It was always a different feel. PC shooters were at their peak and were moving at the speed of light and then Halo came out and brought everything back to a snail's pace. It's just that people who played Halo when it came out didn't know any better because it was their first shooter.
Every shooter since then has just been... gradually trying to recover from what Halo did to the genre. They're still not back to where they were.
Yes and no.
The pace of Halo was in part a result of trying to make the genre work on consoles with a slower input method.
That said, the solutions to that problem led to mechanics that pushed the genre in a more interesting direction than bunny-hopping around maps like jack-rabbits on crack.
Halo was the first FPS that demanded you think out your approach tactically, prioritize enemies appropriately, bring the right tools for the job, use your environment to your advantage... and wasn't completely punishing if you failed any step of the way. The recharging shields mechanic encouraged players to try things, just so long as they were smart enough to retreat and reengage when it was clear their current strategy wasnt working.

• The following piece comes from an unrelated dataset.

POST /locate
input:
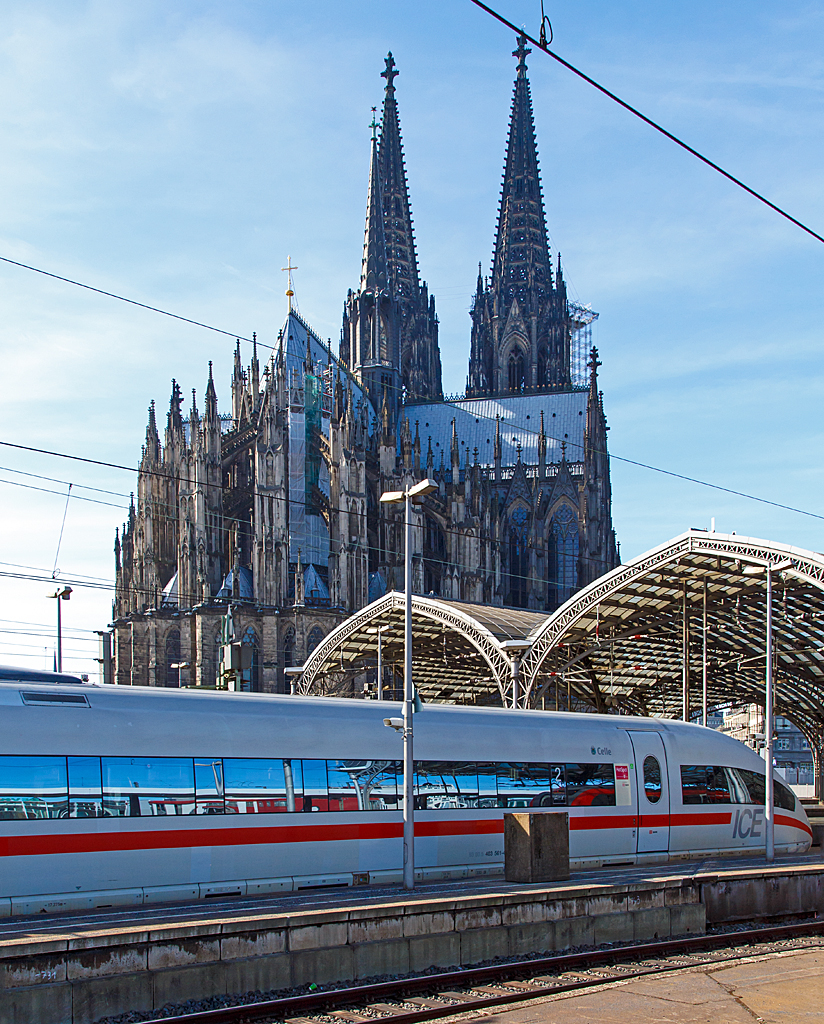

By comparison, tactical twitch shooters on PC were offering an extreme response to the extreme speed of the Quakes and Unreal Tournaments, where they would bury players for even the smallest mistake as a way to try to break them of habits formed since Doom.
Halo’s systems were intuitive, the inherent balance of choices self-evident. Combined with great feeling shooting (a combination of visuals, sound, reticule friction, etc), Halo is still largely the game most console shooters are chasing. In place of actually reaching or surpassing its raw satisfaction, the genre has turned to filling exp bars and other carrots on sticks.